In all of 2020, global large-scale CCUS had the capacity to capture 40 million tonnes of CO2—less than half the volume of carbon produced worldwide in a single week. Under a net-zero by 2050 scenario, the IEA predicts global CCUS capacity will need to increase 190 times, to 7,600 million tonnes per year by the middle of the century, meaning the world will have a lot more captured carbon but no great uses for it.

“There has to be the development of an industry to use all these carbon dioxide molecules that we’re going to capture,” Kambeitz says.


Carbon dioxide already has plenty of industrial uses. Fertilizer manufacturers combine CO2 with ammonia to produce urea, which farmers use to add nitrogen to soil. Slaughterhouses use the gas to kill animals. Beverage makers use the gas to add fizz to drinks. More recent applications include mixing CO2 with cement to create more durable concrete, while chemical makers could use captured carbon for producing plastics—although plastic and concrete degrade the environment, too.

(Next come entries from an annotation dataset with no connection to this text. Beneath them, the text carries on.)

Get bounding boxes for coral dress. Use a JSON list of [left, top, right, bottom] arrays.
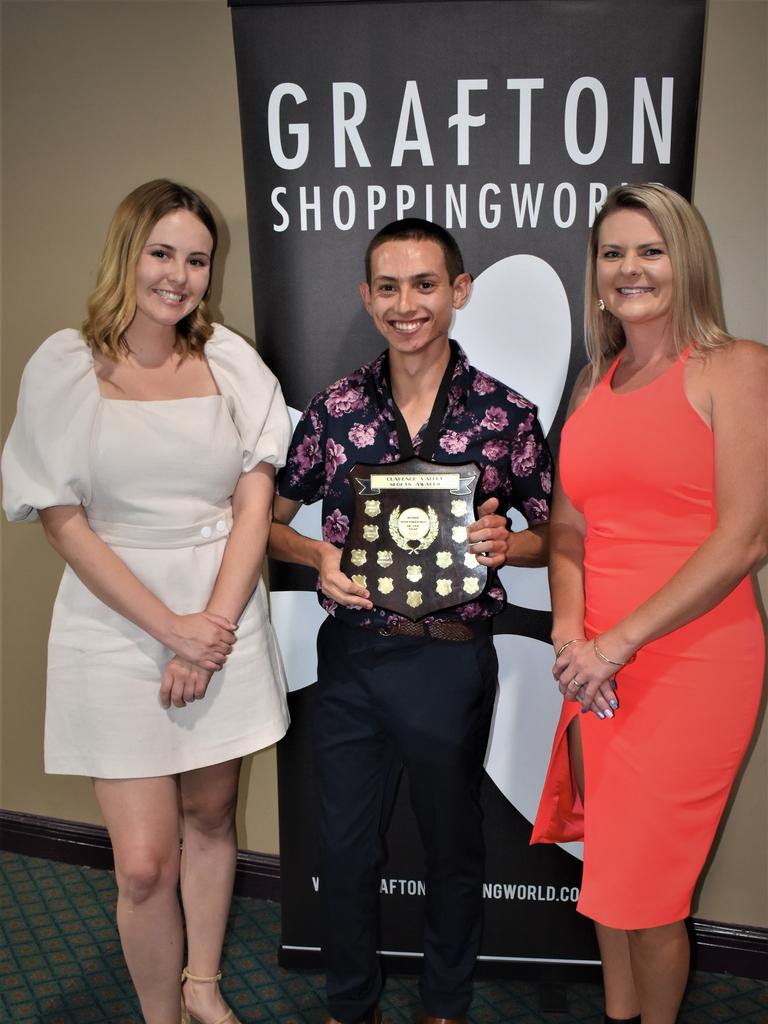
[[531, 352, 765, 929], [2, 325, 290, 778]]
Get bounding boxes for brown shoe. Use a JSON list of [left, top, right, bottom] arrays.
[[326, 1007, 384, 1024]]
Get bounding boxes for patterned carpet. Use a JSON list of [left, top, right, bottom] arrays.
[[0, 852, 768, 1024]]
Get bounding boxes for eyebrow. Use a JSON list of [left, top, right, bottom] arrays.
[[144, 242, 211, 259], [600, 239, 666, 249], [374, 270, 440, 281]]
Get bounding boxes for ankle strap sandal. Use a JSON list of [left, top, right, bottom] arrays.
[[181, 968, 234, 1024]]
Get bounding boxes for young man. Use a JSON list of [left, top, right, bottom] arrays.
[[269, 218, 551, 1024]]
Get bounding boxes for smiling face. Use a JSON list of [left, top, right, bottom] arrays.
[[131, 210, 213, 330], [595, 208, 674, 326], [360, 239, 471, 355]]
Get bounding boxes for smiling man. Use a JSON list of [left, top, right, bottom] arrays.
[[269, 218, 552, 1024]]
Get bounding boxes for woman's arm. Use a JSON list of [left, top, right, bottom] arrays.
[[40, 505, 234, 671], [564, 342, 768, 702]]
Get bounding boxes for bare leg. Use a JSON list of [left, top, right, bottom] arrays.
[[628, 921, 690, 1024], [94, 776, 183, 1024], [568, 717, 640, 1020], [180, 760, 240, 1024]]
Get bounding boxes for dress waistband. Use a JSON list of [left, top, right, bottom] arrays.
[[88, 508, 232, 548]]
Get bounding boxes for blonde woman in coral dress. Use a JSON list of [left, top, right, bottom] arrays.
[[2, 179, 290, 1024], [531, 185, 768, 1024]]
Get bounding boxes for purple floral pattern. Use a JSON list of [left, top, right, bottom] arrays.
[[278, 348, 552, 626]]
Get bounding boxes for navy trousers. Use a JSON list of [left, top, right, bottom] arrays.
[[313, 616, 498, 1024]]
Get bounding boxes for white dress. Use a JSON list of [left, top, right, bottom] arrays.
[[2, 325, 291, 778]]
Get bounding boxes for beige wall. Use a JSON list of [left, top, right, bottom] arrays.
[[0, 0, 768, 926]]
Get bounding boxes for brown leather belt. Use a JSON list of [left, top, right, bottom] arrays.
[[374, 621, 475, 641]]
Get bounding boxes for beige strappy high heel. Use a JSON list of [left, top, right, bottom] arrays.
[[181, 968, 234, 1024]]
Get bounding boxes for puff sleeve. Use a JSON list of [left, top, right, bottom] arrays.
[[2, 330, 99, 521], [206, 324, 291, 473]]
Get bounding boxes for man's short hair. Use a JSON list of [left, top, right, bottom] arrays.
[[366, 217, 464, 286]]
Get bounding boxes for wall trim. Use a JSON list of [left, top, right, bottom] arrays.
[[0, 810, 768, 981]]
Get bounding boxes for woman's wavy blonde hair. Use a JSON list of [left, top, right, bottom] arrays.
[[81, 178, 218, 359], [584, 184, 733, 384]]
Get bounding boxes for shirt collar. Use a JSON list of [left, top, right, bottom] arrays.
[[369, 338, 470, 413]]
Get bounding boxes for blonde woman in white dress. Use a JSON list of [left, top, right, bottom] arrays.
[[3, 179, 290, 1024]]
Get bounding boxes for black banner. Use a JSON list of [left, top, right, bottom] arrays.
[[230, 0, 705, 965]]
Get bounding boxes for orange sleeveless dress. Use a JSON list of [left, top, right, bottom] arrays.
[[531, 352, 765, 929]]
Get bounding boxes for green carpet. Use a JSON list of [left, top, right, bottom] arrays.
[[0, 852, 768, 1024]]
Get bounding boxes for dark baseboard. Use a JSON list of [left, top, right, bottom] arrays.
[[0, 810, 280, 902], [0, 810, 768, 981], [689, 918, 768, 981]]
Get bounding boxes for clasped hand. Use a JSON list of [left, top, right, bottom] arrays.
[[163, 611, 237, 672], [160, 657, 213, 708], [552, 640, 618, 719]]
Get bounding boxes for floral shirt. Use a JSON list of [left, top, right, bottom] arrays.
[[276, 342, 552, 626]]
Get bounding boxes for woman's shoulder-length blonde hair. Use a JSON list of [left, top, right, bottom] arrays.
[[81, 178, 218, 359], [584, 184, 733, 383]]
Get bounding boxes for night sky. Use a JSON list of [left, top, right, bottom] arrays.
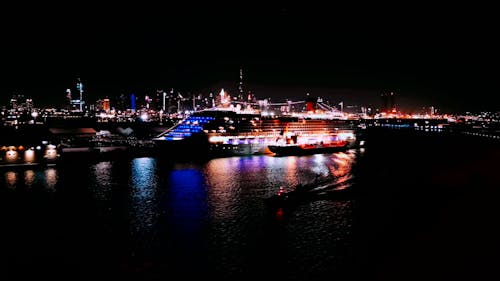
[[0, 3, 499, 112]]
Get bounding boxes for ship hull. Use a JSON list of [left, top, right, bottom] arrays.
[[269, 144, 349, 156]]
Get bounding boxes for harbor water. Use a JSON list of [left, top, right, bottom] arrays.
[[0, 130, 500, 280]]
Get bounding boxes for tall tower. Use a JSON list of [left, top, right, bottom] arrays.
[[76, 77, 83, 111], [238, 67, 245, 101]]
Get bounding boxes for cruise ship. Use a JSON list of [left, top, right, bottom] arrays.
[[154, 97, 357, 158]]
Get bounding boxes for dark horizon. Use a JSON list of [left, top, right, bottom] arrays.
[[0, 5, 499, 112]]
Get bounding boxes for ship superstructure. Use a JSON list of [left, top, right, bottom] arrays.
[[154, 105, 355, 157]]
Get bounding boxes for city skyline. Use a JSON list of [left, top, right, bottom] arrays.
[[0, 5, 498, 112]]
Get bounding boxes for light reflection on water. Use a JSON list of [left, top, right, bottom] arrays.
[[0, 151, 356, 277], [3, 168, 59, 189], [129, 158, 159, 234]]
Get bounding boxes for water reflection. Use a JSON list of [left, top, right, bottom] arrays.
[[130, 158, 159, 234], [167, 167, 207, 230], [45, 168, 58, 191], [24, 170, 35, 187], [90, 161, 114, 201], [5, 171, 17, 189]]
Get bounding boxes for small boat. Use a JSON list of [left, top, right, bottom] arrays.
[[264, 179, 353, 208], [268, 140, 349, 155]]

Those businesses need carbon, but not billions of tons of it. According to the IEA, global industry uses only 230 million tonnes of CO2 every year—far less than the 7.6 billion tonnes the group says needs to be vacuumed annually from the skies by 2050. A lot of that excess gas could be sequestered in the ground, but carbon-storage-as-a-service remains a nascent market.

In search for new business models, Delta CleanTech provided CCUS technology to entrants of the international Xprize competition, where researchers design new markets for carbon removal by creating products made from captured carbon. The $20 million prize announced two winners in April. Both use carbon to strengthen concrete while reducing cement usage. But the search for new carbon-based products continues.

In February, Elon Musk teamed up with Xprize to launch a $100 million prize for teams that can develop economically viable CCUS technology and products. The prize will announce winners in two years.

“The ultimate goal is scalable carbon extraction that is measured based on the ‘fully considered cost per [tonne]’ which includes the environmental impact,” Musk said, during the competition’s launch. The Xprize jackpot, although a useful inspiration, is a fraction of the total funding needed to scale CCUS.

According to IEA, the world channeled $4.5 billion of investment into CCUS in 2020 and it will take billions more to achieve scale. But, as with renewables, continued investment will bring the cost down. Investment has reduced the cost of solar panels 85% over the last ten years, to a point where solar is now generally the cheapest form of energy available.

“In the pursuit of net zero, we cannot afford to dismiss CCUS as ‘too expensive’,” analysts at IEA said in a February report. “There is ample potential for cost reductions—the experience of wind and solar highlights what is possible.”

Correction: A previous version of this article said Delta CleanTech had provided carbon to the Elon Musk-funded Xprize competition.